Because of this I just like the Henderson Far East Revenue funding belief, which at present yields 10.6%. This pooled automobile holds £488m of belongings unfold throughout 71 firms. These vary from banks and telecoms suppliers, to miners, client electronics producers, and carmakers.

Moreover, these companies function throughout Asia, decreasing the belief’s dependence on one or two international locations to drive returns. Key areas embody financial powerhouses China, South Korea, and Singapore.

Investing in rising markets could be unstable at occasions. However over the long run, Asia has confirmed a prime vacation spot for focusing on giant income. I’m assured this will proceed as wealth ranges and inhabitants sizes on this area balloon.

A prime ETF

The iShares US Fairness Excessive Revenue fund has the identical advantages of diversification.
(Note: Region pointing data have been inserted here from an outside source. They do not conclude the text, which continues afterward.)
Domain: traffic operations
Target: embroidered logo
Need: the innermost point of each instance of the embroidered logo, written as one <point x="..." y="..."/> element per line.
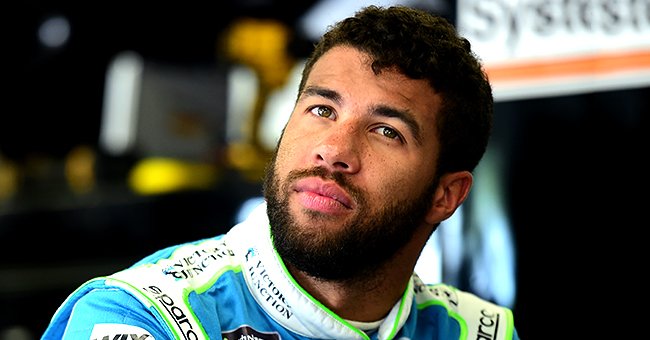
<point x="248" y="333"/>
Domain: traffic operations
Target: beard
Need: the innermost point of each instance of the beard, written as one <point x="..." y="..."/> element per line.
<point x="354" y="251"/>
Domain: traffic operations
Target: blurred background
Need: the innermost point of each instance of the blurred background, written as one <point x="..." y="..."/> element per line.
<point x="127" y="128"/>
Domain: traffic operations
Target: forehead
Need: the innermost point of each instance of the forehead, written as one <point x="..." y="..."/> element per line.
<point x="347" y="71"/>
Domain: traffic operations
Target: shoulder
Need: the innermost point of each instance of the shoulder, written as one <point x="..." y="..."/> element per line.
<point x="476" y="317"/>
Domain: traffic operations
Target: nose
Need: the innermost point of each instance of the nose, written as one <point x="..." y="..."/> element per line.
<point x="338" y="150"/>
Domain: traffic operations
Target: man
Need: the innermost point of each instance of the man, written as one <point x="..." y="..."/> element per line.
<point x="393" y="113"/>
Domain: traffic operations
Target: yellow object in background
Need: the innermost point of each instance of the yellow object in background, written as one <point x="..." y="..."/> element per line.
<point x="153" y="176"/>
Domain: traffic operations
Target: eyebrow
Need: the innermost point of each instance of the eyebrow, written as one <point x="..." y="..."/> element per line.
<point x="380" y="110"/>
<point x="322" y="92"/>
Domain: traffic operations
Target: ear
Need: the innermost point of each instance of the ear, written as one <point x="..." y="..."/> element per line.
<point x="451" y="192"/>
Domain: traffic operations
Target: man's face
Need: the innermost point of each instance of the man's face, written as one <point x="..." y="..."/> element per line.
<point x="352" y="177"/>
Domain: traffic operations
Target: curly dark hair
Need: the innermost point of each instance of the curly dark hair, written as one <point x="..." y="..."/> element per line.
<point x="423" y="45"/>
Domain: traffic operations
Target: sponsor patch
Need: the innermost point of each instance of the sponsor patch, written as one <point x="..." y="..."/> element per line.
<point x="112" y="331"/>
<point x="246" y="332"/>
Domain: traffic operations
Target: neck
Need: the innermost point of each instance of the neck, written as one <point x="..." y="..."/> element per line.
<point x="369" y="297"/>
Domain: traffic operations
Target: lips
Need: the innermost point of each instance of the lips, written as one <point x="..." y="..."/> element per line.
<point x="327" y="189"/>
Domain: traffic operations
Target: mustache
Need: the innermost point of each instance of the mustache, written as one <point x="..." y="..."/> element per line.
<point x="335" y="176"/>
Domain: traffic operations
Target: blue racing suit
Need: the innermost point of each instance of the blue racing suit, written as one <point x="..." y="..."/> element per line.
<point x="235" y="286"/>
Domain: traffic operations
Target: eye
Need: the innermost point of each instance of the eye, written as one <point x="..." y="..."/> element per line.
<point x="322" y="111"/>
<point x="389" y="133"/>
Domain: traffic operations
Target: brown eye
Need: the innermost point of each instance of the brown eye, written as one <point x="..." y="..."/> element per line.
<point x="322" y="111"/>
<point x="388" y="132"/>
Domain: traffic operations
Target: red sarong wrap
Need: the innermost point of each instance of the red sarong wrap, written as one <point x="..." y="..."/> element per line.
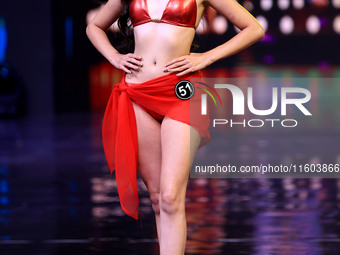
<point x="119" y="130"/>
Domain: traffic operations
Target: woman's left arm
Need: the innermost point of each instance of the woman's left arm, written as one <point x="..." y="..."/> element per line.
<point x="251" y="32"/>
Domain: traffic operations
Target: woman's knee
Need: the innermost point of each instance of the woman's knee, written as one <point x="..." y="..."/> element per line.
<point x="172" y="202"/>
<point x="154" y="196"/>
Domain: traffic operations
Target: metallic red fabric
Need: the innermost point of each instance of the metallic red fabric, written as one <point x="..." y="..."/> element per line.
<point x="177" y="12"/>
<point x="119" y="129"/>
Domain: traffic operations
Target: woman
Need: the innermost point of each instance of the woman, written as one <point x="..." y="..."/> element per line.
<point x="163" y="33"/>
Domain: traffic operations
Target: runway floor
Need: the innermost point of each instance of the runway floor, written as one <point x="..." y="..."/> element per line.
<point x="57" y="197"/>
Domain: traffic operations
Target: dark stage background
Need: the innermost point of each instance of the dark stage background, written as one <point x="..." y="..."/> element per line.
<point x="56" y="193"/>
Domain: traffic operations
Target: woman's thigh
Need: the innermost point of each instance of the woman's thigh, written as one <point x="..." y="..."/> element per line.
<point x="149" y="148"/>
<point x="179" y="143"/>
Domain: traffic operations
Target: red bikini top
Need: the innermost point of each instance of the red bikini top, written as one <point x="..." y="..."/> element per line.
<point x="177" y="12"/>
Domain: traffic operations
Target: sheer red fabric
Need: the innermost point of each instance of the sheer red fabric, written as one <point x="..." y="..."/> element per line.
<point x="177" y="12"/>
<point x="119" y="130"/>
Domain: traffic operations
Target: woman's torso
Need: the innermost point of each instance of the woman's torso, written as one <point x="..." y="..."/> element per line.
<point x="158" y="43"/>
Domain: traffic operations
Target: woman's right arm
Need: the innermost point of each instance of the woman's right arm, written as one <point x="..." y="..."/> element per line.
<point x="96" y="32"/>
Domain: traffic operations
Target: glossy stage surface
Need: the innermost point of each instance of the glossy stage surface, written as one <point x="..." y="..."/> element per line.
<point x="57" y="197"/>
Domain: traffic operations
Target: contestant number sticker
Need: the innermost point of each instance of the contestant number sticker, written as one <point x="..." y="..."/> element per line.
<point x="184" y="90"/>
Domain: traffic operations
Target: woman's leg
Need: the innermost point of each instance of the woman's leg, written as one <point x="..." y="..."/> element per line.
<point x="149" y="156"/>
<point x="179" y="144"/>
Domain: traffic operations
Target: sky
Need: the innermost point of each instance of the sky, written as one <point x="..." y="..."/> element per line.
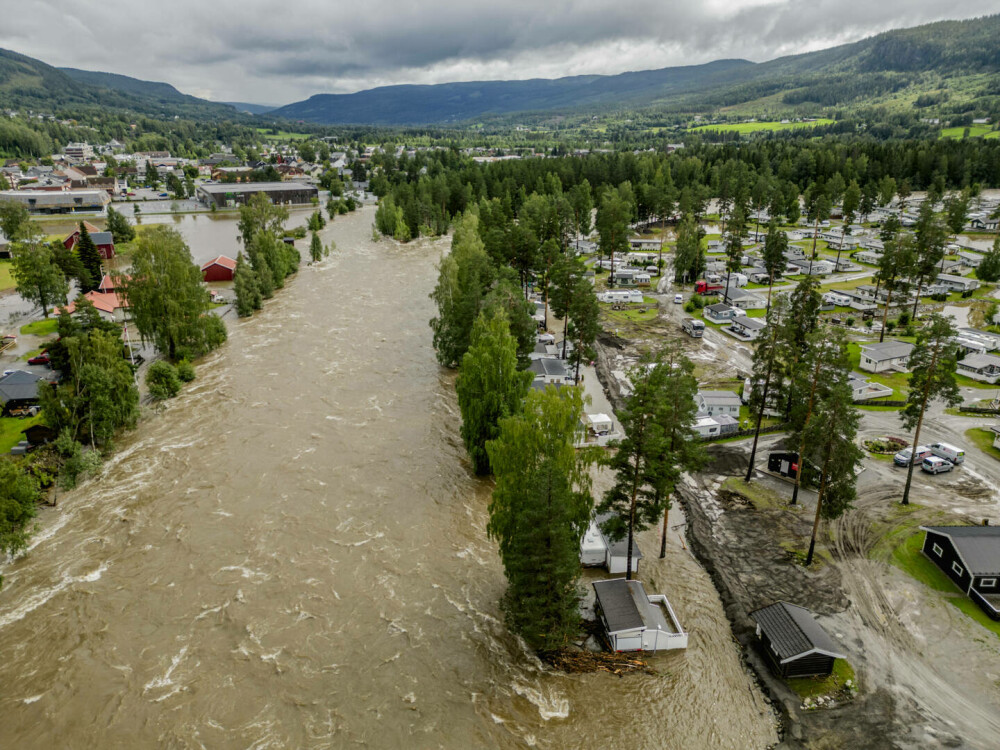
<point x="277" y="53"/>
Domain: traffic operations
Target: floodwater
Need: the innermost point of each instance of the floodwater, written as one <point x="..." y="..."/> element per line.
<point x="293" y="554"/>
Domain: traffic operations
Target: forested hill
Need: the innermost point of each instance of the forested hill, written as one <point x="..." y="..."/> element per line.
<point x="27" y="83"/>
<point x="928" y="56"/>
<point x="456" y="102"/>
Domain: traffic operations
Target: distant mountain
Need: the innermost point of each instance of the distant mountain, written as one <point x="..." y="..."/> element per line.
<point x="27" y="83"/>
<point x="457" y="102"/>
<point x="252" y="109"/>
<point x="864" y="70"/>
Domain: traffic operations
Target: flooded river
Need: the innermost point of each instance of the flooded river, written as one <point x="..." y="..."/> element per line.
<point x="293" y="554"/>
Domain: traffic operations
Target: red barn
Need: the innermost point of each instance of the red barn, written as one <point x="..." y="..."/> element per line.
<point x="219" y="269"/>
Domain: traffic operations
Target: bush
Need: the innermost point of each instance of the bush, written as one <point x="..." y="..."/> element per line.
<point x="162" y="380"/>
<point x="185" y="371"/>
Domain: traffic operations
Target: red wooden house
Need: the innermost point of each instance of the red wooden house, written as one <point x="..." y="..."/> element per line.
<point x="103" y="241"/>
<point x="219" y="269"/>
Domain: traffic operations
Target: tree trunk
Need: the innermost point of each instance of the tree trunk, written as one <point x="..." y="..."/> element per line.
<point x="885" y="317"/>
<point x="760" y="418"/>
<point x="819" y="507"/>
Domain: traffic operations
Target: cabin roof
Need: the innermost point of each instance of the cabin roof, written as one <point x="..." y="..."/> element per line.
<point x="793" y="632"/>
<point x="978" y="546"/>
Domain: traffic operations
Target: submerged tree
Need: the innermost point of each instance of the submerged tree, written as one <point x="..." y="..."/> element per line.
<point x="640" y="460"/>
<point x="539" y="513"/>
<point x="490" y="386"/>
<point x="932" y="378"/>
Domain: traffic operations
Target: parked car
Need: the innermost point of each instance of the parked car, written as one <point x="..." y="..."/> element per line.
<point x="903" y="457"/>
<point x="948" y="452"/>
<point x="935" y="465"/>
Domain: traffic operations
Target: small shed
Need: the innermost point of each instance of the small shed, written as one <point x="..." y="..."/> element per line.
<point x="221" y="268"/>
<point x="635" y="621"/>
<point x="795" y="643"/>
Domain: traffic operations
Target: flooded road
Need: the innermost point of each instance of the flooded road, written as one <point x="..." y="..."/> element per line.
<point x="293" y="554"/>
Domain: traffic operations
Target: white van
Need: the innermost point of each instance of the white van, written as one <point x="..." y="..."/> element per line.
<point x="935" y="465"/>
<point x="948" y="452"/>
<point x="903" y="457"/>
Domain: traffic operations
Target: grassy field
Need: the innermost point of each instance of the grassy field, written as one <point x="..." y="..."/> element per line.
<point x="982" y="439"/>
<point x="975" y="131"/>
<point x="754" y="127"/>
<point x="10" y="431"/>
<point x="6" y="275"/>
<point x="41" y="327"/>
<point x="811" y="687"/>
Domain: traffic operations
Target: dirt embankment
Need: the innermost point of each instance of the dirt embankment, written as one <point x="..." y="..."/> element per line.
<point x="738" y="545"/>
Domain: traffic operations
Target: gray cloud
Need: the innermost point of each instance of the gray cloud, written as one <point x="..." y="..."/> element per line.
<point x="278" y="53"/>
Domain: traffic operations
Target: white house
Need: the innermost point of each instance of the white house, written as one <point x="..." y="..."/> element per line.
<point x="957" y="283"/>
<point x="635" y="621"/>
<point x="889" y="355"/>
<point x="984" y="367"/>
<point x="714" y="403"/>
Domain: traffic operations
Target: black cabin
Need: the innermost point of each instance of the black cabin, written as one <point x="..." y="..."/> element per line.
<point x="795" y="643"/>
<point x="969" y="556"/>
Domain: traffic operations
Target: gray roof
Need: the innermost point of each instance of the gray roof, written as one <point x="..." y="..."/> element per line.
<point x="255" y="187"/>
<point x="978" y="546"/>
<point x="720" y="397"/>
<point x="548" y="366"/>
<point x="979" y="361"/>
<point x="618" y="603"/>
<point x="794" y="632"/>
<point x="887" y="350"/>
<point x="20" y="385"/>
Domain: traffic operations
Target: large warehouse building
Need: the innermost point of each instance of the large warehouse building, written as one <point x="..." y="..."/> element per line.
<point x="237" y="194"/>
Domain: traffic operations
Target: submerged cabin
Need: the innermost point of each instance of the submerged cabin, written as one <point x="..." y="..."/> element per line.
<point x="634" y="621"/>
<point x="795" y="643"/>
<point x="597" y="550"/>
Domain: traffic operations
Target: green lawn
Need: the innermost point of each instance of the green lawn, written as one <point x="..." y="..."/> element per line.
<point x="811" y="687"/>
<point x="754" y="127"/>
<point x="41" y="327"/>
<point x="10" y="431"/>
<point x="982" y="439"/>
<point x="980" y="131"/>
<point x="6" y="276"/>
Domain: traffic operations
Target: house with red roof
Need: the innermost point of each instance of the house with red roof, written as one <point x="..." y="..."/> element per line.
<point x="221" y="268"/>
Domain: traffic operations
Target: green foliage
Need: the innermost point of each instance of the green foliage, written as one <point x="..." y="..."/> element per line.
<point x="490" y="386"/>
<point x="168" y="303"/>
<point x="162" y="380"/>
<point x="39" y="279"/>
<point x="538" y="514"/>
<point x="91" y="260"/>
<point x="18" y="495"/>
<point x="119" y="226"/>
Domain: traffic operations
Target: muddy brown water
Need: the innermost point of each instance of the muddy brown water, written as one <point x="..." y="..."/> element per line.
<point x="293" y="554"/>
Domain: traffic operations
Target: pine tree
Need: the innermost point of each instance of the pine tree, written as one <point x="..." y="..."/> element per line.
<point x="91" y="259"/>
<point x="641" y="458"/>
<point x="490" y="386"/>
<point x="539" y="513"/>
<point x="932" y="378"/>
<point x="248" y="297"/>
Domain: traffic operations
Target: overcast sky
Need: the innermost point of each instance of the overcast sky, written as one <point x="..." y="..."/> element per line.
<point x="279" y="52"/>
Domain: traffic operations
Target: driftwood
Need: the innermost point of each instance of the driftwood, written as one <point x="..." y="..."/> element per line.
<point x="576" y="662"/>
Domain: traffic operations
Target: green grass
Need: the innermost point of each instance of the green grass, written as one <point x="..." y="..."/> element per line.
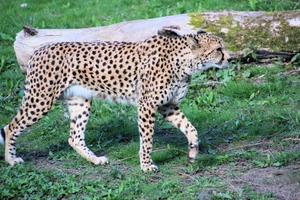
<point x="243" y="122"/>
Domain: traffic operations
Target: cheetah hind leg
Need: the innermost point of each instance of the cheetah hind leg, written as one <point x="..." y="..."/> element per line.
<point x="79" y="110"/>
<point x="27" y="115"/>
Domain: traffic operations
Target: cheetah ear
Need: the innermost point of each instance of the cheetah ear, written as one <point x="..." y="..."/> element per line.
<point x="168" y="32"/>
<point x="193" y="42"/>
<point x="201" y="31"/>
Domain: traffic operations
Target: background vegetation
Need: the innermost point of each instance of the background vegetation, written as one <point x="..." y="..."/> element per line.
<point x="248" y="118"/>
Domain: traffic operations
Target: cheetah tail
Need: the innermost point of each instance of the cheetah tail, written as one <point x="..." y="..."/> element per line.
<point x="2" y="136"/>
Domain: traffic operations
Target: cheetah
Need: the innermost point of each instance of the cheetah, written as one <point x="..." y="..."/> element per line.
<point x="153" y="75"/>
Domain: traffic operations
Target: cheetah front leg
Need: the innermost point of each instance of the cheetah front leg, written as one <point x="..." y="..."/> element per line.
<point x="79" y="110"/>
<point x="146" y="120"/>
<point x="172" y="114"/>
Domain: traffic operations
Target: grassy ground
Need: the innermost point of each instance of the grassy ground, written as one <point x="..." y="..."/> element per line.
<point x="249" y="124"/>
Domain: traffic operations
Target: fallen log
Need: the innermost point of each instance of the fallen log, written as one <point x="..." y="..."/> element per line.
<point x="273" y="31"/>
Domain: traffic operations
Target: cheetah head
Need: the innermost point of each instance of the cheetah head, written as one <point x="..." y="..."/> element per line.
<point x="207" y="51"/>
<point x="202" y="50"/>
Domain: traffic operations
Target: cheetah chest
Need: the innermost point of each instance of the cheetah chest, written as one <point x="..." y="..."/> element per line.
<point x="86" y="93"/>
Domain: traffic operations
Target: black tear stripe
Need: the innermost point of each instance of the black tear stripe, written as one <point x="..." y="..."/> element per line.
<point x="2" y="133"/>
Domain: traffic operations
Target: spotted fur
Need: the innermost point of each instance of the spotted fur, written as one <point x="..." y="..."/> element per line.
<point x="153" y="75"/>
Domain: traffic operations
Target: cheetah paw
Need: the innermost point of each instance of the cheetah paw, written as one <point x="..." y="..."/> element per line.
<point x="14" y="161"/>
<point x="149" y="168"/>
<point x="102" y="160"/>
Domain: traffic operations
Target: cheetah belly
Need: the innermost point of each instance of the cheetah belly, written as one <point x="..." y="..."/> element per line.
<point x="86" y="93"/>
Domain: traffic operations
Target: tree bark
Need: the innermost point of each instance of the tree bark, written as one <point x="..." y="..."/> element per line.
<point x="271" y="31"/>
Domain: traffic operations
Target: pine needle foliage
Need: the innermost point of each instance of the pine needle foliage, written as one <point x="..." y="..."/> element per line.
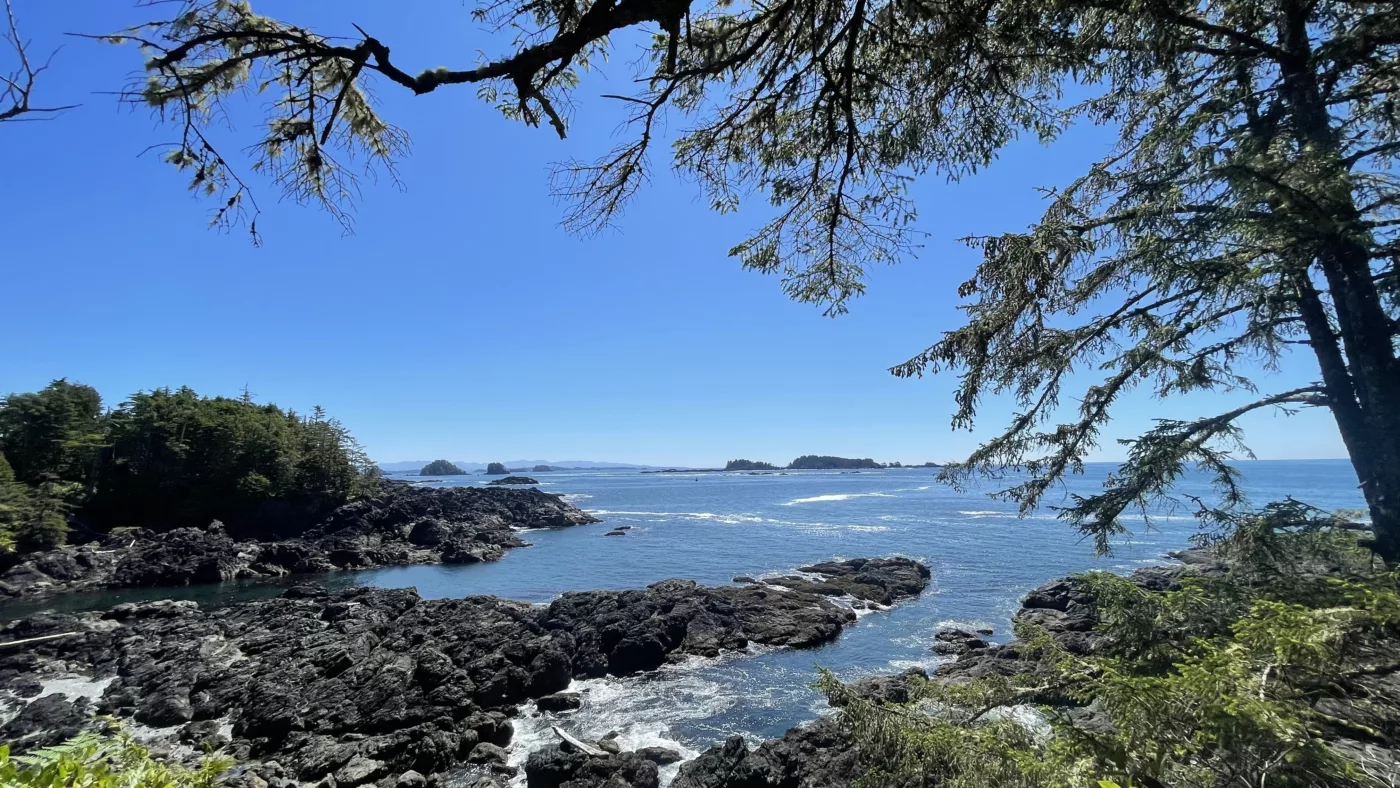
<point x="1213" y="685"/>
<point x="1248" y="209"/>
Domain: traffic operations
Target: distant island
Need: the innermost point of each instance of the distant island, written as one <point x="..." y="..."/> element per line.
<point x="441" y="468"/>
<point x="822" y="462"/>
<point x="805" y="462"/>
<point x="748" y="465"/>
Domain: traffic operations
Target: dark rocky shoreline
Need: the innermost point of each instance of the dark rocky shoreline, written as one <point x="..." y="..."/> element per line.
<point x="398" y="525"/>
<point x="819" y="755"/>
<point x="380" y="686"/>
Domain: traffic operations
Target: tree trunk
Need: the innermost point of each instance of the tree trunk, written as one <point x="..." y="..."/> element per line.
<point x="1361" y="371"/>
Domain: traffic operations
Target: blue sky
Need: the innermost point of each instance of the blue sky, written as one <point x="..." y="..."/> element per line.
<point x="459" y="319"/>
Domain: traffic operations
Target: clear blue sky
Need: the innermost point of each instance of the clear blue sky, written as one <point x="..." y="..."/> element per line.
<point x="459" y="321"/>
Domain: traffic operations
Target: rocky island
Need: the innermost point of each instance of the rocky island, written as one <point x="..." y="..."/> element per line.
<point x="380" y="686"/>
<point x="441" y="468"/>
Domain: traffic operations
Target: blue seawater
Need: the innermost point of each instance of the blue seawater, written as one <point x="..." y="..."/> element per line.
<point x="711" y="526"/>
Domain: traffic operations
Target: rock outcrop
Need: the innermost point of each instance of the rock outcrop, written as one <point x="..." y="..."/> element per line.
<point x="370" y="685"/>
<point x="821" y="755"/>
<point x="872" y="580"/>
<point x="398" y="525"/>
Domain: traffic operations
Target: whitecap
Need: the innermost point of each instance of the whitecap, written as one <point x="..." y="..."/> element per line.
<point x="837" y="497"/>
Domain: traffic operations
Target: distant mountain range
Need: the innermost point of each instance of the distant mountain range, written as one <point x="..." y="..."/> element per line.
<point x="514" y="463"/>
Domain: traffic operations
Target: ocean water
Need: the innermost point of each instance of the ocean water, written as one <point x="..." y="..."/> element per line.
<point x="713" y="526"/>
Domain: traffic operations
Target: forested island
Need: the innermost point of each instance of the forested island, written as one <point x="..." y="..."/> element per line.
<point x="441" y="468"/>
<point x="822" y="462"/>
<point x="171" y="487"/>
<point x="748" y="465"/>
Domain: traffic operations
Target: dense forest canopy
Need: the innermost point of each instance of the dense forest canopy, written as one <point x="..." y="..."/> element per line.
<point x="441" y="468"/>
<point x="822" y="462"/>
<point x="1249" y="207"/>
<point x="164" y="459"/>
<point x="748" y="465"/>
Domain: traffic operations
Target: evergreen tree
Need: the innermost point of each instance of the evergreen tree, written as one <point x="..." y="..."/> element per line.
<point x="14" y="505"/>
<point x="1249" y="206"/>
<point x="52" y="434"/>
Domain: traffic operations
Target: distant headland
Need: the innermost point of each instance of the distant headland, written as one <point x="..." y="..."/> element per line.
<point x="805" y="462"/>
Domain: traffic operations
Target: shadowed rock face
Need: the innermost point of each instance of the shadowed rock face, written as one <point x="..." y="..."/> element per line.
<point x="398" y="525"/>
<point x="371" y="683"/>
<point x="821" y="756"/>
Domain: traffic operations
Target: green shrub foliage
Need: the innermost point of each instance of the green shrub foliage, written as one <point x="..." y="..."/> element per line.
<point x="108" y="759"/>
<point x="1221" y="682"/>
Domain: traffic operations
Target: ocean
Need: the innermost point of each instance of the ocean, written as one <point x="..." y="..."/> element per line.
<point x="713" y="526"/>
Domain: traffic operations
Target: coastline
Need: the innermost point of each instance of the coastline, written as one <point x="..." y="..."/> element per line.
<point x="399" y="525"/>
<point x="373" y="683"/>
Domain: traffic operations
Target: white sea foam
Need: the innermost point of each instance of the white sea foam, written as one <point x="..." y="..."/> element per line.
<point x="837" y="497"/>
<point x="714" y="517"/>
<point x="74" y="687"/>
<point x="640" y="708"/>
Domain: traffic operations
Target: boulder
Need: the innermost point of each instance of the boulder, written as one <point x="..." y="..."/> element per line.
<point x="559" y="701"/>
<point x="366" y="685"/>
<point x="956" y="641"/>
<point x="398" y="525"/>
<point x="553" y="767"/>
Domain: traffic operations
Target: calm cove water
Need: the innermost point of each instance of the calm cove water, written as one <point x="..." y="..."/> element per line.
<point x="713" y="526"/>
At 9.1%, too, its ahead dividend yield is greater than thrice larger than the FTSE 100 affords.

This exchange-traded fund (ETF) holds a fair bigger pool of belongings than Henderson Far East Revenue, in reality. Holding 307 totally different firms, it supplies even higher safety from particular person dividend shocks.

Its goal is “to generate earnings and capital progress with decrease volatility than the broader US fairness market“. So it holds numerous lower-yielding dividend shares than funds that focus purely on earnings.

That stated, this ETF additionally has important money holdings and investments in US authorities bonds to provide its dividend credentials a lift. Its deal with US shares leaves it extra regionally uncovered than international funds. However on steadiness, it’s nonetheless a prime pooled funding automobile to think about.

Revenue machine

Greencoat UK Wind is the highest-yielding earnings inventory we’re immediately. Like many power producers, it enjoys huge money flows it may well return to shareholders, leading to a market-beating yield. At this time its ahead studying is 10.6%.

However are renewable power shares extra threat than they’re price proper now? It’s true they’ve fallen in reputation lately, reflecting larger rates of interest which have pushed up borrowing prices and depressed asset values. The price of constructing new wind farms has additionally jumped these days.

But firms like Greencoat UK Wind nonetheless have glorious funding potential in my opinion. Their ultra-defensive operations nonetheless make them glorious dividend suppliers. They usually’re nicely positioned to develop earnings and shareholder payouts as inexperienced power demand steadily rises.

Firms like this must also profit within the close to time period because the Financial institution of England trims rates of interest.